We may look back on this day as a day of false jubilation. This peace enforcement mission is going to be tough. The commanders have an awful lot to contend with -- they have a devastated area, they have unexploded mines from one end of the country to the other, they have an aggrieved Albanian population perhaps looking for revenge, and they will undoubtedly have a Serb minority holding on for dear life, and then there's the issue of the KLA and what they're future is going to be. My guess is that this peace enforcement mission will be much more difficult than the one in Bosnia, that it will involve casualties and some limited fighting, and in the end it may look more like Somalia than it does like Bosnia.

The deal apparently accomplishes nearly all of NATO's objectives, but there's an awful lot that still needs to be worked out. Among the things that need to be worked out are the exact composition and command and control of the peacekeeping force. There, you're not only negotiating with the opposite side, but you're also having a rather intense conversation inside the NATO alliance and with Russia.
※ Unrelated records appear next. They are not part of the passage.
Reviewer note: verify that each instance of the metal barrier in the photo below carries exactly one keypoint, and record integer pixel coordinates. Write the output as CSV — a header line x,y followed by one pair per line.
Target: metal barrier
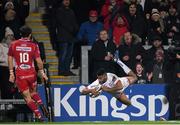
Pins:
x,y
84,62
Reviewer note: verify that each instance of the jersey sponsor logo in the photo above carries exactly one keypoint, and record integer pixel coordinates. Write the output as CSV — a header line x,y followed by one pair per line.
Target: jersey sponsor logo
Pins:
x,y
20,48
146,105
25,66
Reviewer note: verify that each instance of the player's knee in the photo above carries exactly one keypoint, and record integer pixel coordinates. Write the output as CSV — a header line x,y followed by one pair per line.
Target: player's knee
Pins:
x,y
129,103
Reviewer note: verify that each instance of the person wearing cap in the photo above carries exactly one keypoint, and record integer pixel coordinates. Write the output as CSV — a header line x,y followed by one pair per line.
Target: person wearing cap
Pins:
x,y
87,35
67,28
172,22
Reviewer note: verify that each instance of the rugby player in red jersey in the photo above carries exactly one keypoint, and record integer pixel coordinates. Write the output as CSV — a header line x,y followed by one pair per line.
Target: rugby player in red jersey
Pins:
x,y
23,52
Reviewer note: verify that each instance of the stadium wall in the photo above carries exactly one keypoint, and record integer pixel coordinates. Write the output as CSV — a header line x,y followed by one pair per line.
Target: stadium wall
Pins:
x,y
150,102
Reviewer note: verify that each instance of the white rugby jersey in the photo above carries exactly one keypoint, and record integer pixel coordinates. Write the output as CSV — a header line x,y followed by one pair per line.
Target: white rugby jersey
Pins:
x,y
110,83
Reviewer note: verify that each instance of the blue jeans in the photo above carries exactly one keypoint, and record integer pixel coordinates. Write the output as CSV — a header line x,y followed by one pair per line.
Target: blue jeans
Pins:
x,y
65,56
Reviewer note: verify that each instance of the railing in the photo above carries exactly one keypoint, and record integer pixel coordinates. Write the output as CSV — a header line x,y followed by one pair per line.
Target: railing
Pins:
x,y
84,62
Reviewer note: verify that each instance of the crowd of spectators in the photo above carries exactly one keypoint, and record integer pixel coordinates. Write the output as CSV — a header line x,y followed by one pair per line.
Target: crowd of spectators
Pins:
x,y
129,25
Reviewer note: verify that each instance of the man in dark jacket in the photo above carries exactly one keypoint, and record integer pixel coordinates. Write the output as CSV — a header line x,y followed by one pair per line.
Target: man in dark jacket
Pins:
x,y
67,28
131,50
102,53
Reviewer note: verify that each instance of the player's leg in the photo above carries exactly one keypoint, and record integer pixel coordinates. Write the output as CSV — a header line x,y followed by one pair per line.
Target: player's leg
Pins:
x,y
123,99
131,75
37,98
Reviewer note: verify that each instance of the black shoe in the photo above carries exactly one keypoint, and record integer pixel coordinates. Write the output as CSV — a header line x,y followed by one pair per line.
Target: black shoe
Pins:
x,y
69,73
62,73
38,120
44,111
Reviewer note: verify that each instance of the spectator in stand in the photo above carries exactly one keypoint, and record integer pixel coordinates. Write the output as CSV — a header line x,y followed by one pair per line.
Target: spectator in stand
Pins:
x,y
109,11
150,4
5,85
120,27
136,21
140,73
156,44
67,28
131,50
1,20
87,35
102,53
172,22
23,10
157,71
138,6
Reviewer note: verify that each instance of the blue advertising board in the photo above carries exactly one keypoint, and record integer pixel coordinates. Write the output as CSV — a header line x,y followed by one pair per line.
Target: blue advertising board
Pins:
x,y
148,103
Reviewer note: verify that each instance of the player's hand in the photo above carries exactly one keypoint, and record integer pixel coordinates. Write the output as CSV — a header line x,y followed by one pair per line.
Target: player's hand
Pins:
x,y
44,76
12,78
95,92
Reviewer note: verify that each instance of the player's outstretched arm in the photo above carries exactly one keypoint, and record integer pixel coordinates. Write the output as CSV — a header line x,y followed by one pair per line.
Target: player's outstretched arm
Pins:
x,y
11,72
86,91
117,87
40,67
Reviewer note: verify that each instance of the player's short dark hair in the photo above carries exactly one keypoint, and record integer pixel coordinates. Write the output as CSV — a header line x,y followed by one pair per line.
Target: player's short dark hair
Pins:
x,y
100,72
25,31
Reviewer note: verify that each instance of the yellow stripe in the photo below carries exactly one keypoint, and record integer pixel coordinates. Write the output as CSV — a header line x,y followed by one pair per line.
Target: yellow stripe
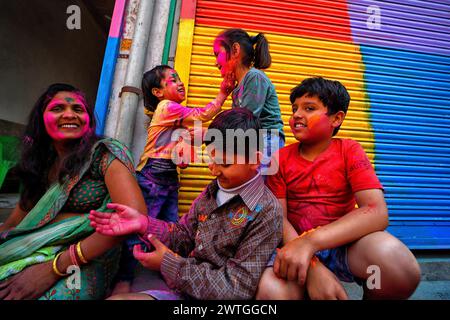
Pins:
x,y
293,59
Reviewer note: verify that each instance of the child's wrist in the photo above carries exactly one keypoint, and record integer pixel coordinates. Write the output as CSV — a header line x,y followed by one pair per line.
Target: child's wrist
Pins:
x,y
220,99
144,224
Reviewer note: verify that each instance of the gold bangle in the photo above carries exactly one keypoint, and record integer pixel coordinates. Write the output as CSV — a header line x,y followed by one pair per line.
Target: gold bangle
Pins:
x,y
55,268
80,254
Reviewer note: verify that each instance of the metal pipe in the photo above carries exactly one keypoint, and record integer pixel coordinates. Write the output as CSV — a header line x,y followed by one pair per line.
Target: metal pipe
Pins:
x,y
154,58
126,40
129,100
108,67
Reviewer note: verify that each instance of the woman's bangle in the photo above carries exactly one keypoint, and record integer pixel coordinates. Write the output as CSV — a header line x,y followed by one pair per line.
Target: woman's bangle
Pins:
x,y
80,254
73,256
55,268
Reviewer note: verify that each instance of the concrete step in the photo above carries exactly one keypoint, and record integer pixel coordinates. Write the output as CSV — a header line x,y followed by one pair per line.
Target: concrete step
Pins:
x,y
435,277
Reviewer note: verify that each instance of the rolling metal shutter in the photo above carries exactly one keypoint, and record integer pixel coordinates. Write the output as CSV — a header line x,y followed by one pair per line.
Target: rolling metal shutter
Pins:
x,y
400,106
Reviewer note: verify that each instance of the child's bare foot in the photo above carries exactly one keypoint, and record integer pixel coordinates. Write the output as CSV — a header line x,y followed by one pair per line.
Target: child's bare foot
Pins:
x,y
121,287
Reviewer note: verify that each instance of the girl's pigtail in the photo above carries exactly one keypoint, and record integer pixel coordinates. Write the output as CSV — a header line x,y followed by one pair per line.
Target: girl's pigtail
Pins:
x,y
262,58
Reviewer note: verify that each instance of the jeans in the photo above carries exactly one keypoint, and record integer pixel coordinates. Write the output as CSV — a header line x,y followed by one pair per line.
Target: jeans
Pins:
x,y
162,203
272,142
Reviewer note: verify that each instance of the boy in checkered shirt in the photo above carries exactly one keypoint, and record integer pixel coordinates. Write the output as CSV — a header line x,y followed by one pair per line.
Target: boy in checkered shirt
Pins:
x,y
221,247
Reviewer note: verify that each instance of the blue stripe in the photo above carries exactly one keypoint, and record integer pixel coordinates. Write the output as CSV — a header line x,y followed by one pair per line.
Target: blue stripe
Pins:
x,y
409,97
106,79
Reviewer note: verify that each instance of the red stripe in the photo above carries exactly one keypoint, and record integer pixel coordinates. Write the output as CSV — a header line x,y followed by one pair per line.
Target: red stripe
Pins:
x,y
302,18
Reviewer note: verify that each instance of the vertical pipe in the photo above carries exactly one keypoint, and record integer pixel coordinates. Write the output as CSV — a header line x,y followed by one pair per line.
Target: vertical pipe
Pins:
x,y
108,67
154,57
129,100
126,39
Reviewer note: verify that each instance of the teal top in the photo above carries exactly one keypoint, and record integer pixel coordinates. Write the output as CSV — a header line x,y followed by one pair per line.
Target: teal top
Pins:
x,y
257,93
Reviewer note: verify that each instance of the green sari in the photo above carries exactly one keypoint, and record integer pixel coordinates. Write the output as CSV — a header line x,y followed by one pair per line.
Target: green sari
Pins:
x,y
35,241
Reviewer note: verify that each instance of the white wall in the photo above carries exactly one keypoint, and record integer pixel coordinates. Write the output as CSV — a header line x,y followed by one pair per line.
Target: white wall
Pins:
x,y
38,49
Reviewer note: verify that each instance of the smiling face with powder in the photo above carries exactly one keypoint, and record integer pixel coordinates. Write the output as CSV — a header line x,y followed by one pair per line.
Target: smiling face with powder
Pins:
x,y
66,117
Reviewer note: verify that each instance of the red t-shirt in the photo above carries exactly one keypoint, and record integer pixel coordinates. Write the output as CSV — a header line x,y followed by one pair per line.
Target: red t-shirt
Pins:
x,y
321,191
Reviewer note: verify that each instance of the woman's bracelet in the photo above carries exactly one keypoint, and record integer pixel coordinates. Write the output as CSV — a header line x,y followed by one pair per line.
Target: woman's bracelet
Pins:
x,y
80,253
55,268
73,256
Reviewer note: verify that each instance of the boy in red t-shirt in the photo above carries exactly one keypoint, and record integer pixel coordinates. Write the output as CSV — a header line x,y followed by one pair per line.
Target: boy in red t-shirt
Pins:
x,y
326,236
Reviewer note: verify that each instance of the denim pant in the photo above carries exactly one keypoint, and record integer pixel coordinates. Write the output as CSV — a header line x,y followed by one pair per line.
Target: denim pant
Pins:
x,y
162,203
272,142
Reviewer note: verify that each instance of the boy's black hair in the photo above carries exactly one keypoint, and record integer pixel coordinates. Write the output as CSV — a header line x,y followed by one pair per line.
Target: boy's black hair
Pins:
x,y
232,120
152,79
331,93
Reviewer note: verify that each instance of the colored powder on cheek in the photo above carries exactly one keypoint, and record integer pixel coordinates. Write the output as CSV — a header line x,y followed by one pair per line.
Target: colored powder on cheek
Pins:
x,y
312,122
51,127
176,76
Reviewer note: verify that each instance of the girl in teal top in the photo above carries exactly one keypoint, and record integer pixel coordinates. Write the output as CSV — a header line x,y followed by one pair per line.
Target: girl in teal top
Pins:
x,y
243,56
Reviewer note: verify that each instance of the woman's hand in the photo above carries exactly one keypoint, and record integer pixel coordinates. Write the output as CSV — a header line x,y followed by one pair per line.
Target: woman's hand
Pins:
x,y
322,284
153,259
123,221
31,283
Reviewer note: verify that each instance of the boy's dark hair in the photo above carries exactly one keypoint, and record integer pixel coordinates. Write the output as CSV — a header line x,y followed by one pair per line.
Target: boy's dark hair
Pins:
x,y
243,124
331,93
152,79
258,55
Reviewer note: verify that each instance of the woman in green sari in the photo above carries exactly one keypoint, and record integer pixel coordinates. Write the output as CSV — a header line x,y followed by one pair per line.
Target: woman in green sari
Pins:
x,y
47,248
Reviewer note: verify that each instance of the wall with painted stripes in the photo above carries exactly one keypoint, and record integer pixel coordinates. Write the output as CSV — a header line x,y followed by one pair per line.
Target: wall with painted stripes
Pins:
x,y
393,57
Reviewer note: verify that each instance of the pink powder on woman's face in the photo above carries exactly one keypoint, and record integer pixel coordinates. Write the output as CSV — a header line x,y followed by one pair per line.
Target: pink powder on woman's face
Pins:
x,y
66,117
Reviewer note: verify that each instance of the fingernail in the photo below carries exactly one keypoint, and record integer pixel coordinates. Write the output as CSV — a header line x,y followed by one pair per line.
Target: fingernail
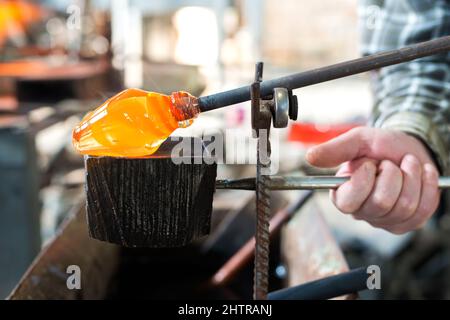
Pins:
x,y
430,171
411,159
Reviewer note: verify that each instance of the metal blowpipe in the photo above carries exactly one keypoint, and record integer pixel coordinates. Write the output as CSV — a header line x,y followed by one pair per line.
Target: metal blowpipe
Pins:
x,y
299,183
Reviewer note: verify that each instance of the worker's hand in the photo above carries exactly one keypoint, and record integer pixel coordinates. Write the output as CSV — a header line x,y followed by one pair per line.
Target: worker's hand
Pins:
x,y
394,181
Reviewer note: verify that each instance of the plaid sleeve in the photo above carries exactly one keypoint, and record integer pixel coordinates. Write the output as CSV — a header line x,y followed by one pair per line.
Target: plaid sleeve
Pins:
x,y
413,97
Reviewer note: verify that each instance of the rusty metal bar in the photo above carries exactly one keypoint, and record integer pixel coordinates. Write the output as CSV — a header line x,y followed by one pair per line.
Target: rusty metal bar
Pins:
x,y
243,256
261,122
300,183
328,73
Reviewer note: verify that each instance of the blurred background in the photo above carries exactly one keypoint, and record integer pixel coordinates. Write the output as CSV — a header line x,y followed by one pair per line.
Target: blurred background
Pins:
x,y
59,59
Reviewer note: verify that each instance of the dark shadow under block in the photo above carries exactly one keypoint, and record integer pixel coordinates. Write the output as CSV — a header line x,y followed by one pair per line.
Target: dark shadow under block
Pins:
x,y
149,202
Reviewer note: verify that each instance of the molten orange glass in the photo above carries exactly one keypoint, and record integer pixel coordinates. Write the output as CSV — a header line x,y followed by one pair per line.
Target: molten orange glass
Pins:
x,y
134,123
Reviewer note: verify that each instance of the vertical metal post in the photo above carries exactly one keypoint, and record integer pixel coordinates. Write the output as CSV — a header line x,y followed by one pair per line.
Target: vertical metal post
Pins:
x,y
261,119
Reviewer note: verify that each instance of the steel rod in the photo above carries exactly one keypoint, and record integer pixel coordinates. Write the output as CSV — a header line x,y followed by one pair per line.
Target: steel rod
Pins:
x,y
300,183
326,288
336,71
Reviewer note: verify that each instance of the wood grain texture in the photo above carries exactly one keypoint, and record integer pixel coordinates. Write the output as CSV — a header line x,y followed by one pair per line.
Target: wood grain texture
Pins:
x,y
148,202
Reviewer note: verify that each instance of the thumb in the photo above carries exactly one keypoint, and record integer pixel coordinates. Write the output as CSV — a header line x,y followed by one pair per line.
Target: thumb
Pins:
x,y
373,143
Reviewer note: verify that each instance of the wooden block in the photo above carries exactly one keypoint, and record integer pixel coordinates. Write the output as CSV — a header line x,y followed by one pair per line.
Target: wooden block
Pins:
x,y
150,202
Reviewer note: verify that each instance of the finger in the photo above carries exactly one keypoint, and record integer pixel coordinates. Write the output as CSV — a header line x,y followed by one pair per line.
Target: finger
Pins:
x,y
386,191
365,142
409,198
428,204
349,197
332,153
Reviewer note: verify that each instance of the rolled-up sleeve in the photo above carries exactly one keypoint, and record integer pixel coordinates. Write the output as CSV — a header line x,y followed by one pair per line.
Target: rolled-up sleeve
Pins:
x,y
412,97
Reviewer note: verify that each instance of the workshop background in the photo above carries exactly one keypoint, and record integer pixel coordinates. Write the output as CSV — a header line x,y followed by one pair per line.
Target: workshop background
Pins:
x,y
59,59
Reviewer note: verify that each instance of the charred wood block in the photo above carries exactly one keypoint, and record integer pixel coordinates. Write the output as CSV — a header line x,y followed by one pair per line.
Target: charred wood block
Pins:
x,y
149,202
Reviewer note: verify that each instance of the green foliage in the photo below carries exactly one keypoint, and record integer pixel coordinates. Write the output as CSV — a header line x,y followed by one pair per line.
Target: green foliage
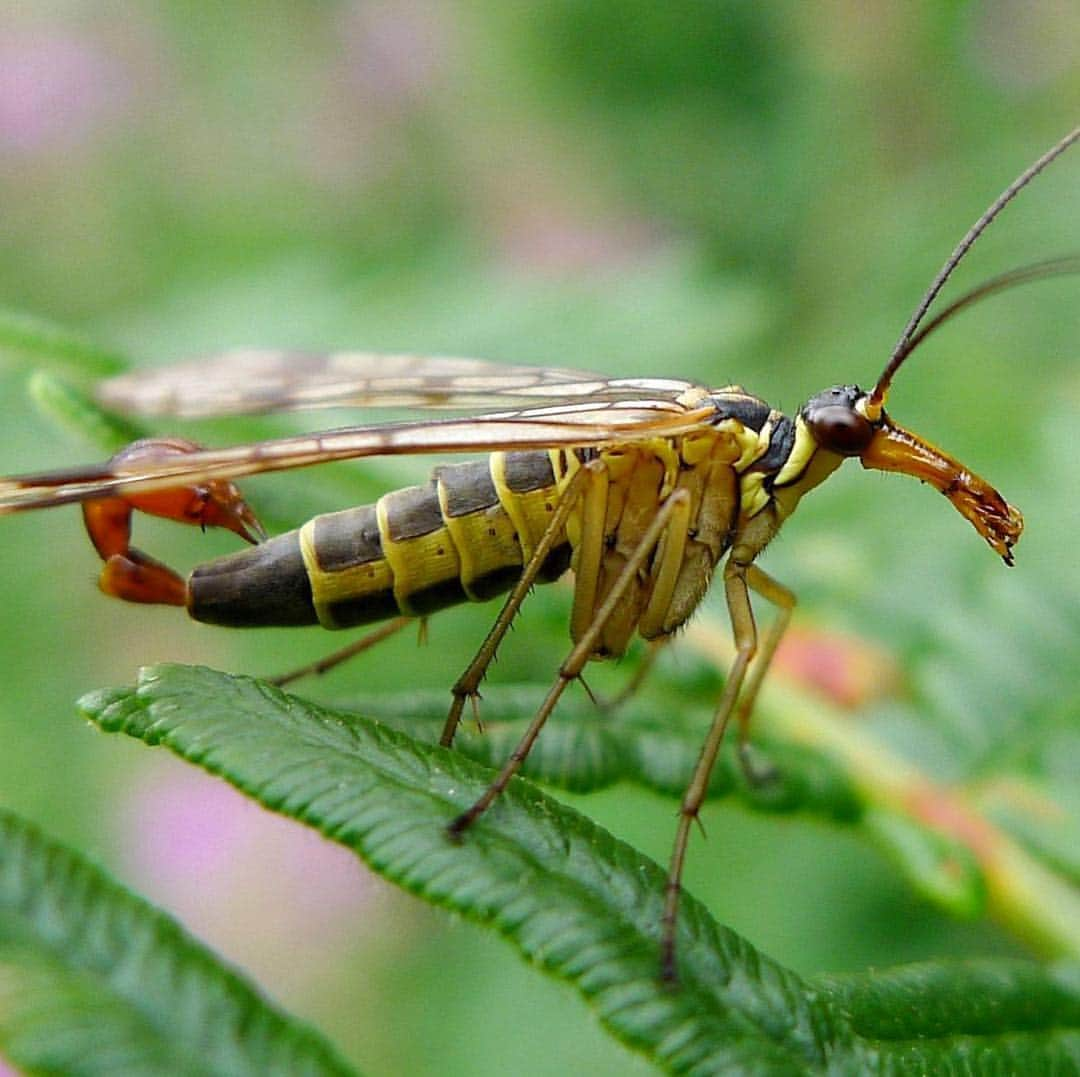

There's the issue of coordinating the withdrawal with the bombing cessation, which is a fairly complex technical problem. And then the third thing, which could end up being the largest problem, is the pulling and hauling that will go on between the EU, NATO, the U.S. and the United Nations Security Council. By virtue of all of this being passed over to the U.N. Security Council for resolution, the China factor is raised. If there's one nation in the world that's more Serbian than Serbia on the issue of sovereignty and on its feelings toward NATO, it's China.

Whether the agreement holds depends on which Milosevic we're talking to. The first Milosevic, the one we see most frequently, is a guy who lies, cheats and steals as often as he can on nearly every issue. The other Milosevic, the Milosevic of the Dayton Accords, who is a guy who, when presented with overwhelming political force or fact, is capable of making rational judgments and carrying out agreements. One of the things that might have pushed Milosevic over the edge was the indictment. People said the indictment would make it difficult to negotiate with him, but they may have been wrong 180 degrees. It may have facilitated the agreement.

I hope the refugees can return soon. I hope that because of the meager conditions they're living under, particularly in Macedonia, they'll be happy to jump on their tractors, bicycles or whatever they've got and go home and see what they can do.